Sidang MK, setelah memakan waktu berbulan-bulan, ketika itu mengabulkan sebagian permohonan Koalisi Masyarakat Sipil yang menginginkan pemilu digelar secara serentak, baik untuk Pemilihan Presiden dan Pemilihan Legislatif di tingkat pusat dan daerah. Namun, menurut hakim, ajang lima tahunan tersebut tidak bisa segera dilangsungkan untuk Pemilu 2014, yang saat itu akan berlangsung kurang dari tiga bulan lagi.

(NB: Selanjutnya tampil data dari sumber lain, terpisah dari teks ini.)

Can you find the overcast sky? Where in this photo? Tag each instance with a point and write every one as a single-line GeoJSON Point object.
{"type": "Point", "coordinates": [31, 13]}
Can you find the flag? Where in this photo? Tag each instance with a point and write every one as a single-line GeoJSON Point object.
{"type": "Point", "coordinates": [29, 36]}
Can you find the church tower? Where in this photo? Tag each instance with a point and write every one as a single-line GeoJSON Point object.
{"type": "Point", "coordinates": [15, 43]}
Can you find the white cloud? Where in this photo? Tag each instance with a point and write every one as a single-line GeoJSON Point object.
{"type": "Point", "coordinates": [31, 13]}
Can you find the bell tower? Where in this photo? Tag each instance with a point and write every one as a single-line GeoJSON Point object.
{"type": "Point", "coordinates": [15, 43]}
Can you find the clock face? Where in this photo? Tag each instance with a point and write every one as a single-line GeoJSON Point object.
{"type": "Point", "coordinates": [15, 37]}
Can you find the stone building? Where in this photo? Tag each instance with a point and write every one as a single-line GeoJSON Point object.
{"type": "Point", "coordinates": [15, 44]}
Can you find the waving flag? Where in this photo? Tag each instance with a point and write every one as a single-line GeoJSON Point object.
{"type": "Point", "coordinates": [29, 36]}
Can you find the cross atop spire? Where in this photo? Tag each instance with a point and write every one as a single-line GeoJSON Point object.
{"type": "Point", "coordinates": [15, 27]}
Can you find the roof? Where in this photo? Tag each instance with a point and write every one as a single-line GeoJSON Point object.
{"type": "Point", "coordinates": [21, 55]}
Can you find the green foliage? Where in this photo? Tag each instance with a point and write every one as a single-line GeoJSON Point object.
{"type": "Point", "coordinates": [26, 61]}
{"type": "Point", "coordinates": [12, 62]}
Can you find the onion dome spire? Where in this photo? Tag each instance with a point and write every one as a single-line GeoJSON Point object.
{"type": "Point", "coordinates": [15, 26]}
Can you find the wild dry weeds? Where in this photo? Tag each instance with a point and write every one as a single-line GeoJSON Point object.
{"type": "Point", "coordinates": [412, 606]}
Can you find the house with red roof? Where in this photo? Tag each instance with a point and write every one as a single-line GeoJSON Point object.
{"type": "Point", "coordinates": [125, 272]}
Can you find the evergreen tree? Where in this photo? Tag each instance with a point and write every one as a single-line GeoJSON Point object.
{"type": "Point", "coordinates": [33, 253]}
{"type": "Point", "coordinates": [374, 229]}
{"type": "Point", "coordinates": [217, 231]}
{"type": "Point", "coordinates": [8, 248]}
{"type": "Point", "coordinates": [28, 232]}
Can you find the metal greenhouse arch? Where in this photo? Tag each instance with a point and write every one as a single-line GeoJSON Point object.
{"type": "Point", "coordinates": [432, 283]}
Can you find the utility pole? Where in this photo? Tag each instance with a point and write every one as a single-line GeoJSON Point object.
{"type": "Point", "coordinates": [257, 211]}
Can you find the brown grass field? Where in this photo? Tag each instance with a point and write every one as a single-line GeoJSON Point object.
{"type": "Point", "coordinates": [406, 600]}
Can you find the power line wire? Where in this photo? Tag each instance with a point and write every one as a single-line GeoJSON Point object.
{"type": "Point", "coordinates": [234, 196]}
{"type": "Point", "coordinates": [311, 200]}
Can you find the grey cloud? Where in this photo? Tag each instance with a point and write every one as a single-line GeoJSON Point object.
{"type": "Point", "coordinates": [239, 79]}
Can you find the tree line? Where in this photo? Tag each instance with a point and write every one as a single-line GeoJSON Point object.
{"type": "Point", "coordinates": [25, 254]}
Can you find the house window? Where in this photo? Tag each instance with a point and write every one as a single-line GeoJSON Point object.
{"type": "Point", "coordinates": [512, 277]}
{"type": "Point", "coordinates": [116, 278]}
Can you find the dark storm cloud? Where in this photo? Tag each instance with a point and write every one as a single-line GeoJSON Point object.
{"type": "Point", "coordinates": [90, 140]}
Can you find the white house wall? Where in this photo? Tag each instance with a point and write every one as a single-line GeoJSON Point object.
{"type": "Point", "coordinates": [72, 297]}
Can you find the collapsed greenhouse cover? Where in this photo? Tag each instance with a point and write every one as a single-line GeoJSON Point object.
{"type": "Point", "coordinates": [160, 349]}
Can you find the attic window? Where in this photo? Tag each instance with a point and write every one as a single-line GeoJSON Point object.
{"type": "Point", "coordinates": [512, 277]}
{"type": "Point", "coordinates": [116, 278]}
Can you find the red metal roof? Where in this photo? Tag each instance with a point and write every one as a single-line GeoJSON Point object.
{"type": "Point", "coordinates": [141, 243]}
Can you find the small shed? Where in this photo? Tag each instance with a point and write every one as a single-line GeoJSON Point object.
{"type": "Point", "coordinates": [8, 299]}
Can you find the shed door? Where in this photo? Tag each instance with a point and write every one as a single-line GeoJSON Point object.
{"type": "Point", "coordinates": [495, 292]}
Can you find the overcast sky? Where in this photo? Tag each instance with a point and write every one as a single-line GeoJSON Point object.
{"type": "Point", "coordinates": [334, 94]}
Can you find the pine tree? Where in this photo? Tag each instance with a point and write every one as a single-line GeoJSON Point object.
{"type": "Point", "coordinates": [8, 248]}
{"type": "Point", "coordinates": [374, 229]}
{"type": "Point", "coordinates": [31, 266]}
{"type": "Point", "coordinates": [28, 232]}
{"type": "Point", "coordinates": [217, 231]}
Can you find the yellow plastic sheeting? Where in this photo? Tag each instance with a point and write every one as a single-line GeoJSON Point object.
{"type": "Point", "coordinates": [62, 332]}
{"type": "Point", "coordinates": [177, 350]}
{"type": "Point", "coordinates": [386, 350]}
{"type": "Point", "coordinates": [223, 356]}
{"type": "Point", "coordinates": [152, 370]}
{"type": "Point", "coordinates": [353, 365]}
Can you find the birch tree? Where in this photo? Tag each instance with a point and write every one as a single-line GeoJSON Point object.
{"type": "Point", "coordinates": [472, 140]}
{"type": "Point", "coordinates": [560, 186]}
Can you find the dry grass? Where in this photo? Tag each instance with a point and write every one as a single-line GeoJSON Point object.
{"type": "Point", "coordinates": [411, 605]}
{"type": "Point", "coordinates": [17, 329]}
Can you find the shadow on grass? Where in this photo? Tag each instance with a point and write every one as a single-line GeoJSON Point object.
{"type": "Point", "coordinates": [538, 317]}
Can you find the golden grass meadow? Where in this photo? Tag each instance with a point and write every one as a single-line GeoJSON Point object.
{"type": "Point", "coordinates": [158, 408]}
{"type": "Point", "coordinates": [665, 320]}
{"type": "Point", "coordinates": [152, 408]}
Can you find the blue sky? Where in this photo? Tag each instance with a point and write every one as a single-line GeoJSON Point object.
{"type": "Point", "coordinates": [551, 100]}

"Pelaksanaan Pemilihan Umum serentak berlaku untuk tahun 2019 dan Pemilihan Umum seterusnya," ujar Hakim Hamdan Zoelva sebagai pemimpin sidang saat membacakan putusan di gedung MK, seperti yang diberitakan VIVA.
Kendati tidak semua permohonan koalisi itu dipenuhi MK, namun ada agenda utama mereka yang diluluskan: yaitu keinginan agar Indonesia menyelenggarakan Pemilu Serentak akhirnya direstui. Pakar komunikasi politik Effendi Gazali saat itu menyebut putusan dari MK tersebut sebagai kemenangan rakyat, walau saat itu tidak bisa segera dilaksanakan pada Pemilu 2014.
![]()
Salah satu persidangan di Mahkamah Konstitusi
Effendi turut mendukung diselenggarakannya Pemilu Serentak, yang mengubah tradisi pemilihan terpisah presiden dan legislatif yang dilakukan sejak Pemilu 2004. Pada Januari 2013, Effendi bersama rekan-rekannya dari Koalisi Masyarakat Sipil untuk Pemilu Serentak mengajukan uji materi Undang-Undang Pemilihan Umum Presiden dan Wakil Presiden ke Mahkamah Konstitusi.
Pihak pemohon menilai Pilpres setelah Pemilu legislatif (DPR, DPD, dan DPRD) merupakan pemborosan dan dianggap bertentangan dengan Pasal 22E ayat 1 UUD 1945. "Seharusnya dana itu digunakan untuk memenuhi hak-hak konstitusional lain warga negara," ujar Effendi di Gedung Mahkamah Konstitusi, Jakarta, Rabu, 20 Februari 2013, seperti yang diberitakan VIVA waktu itu.
Selain itu, dengan pemilu yang tidak serentak maka kemudahan warga negara untuk melaksanakan hak pilihnya secara efisien, terancam. "Hak pilih dan kemampuan berpolitik warga negara akan mengalami kerugian konstitusional jika Pasal-pasal dalam Undang-Undang ini masih diberlakukan," kata dia.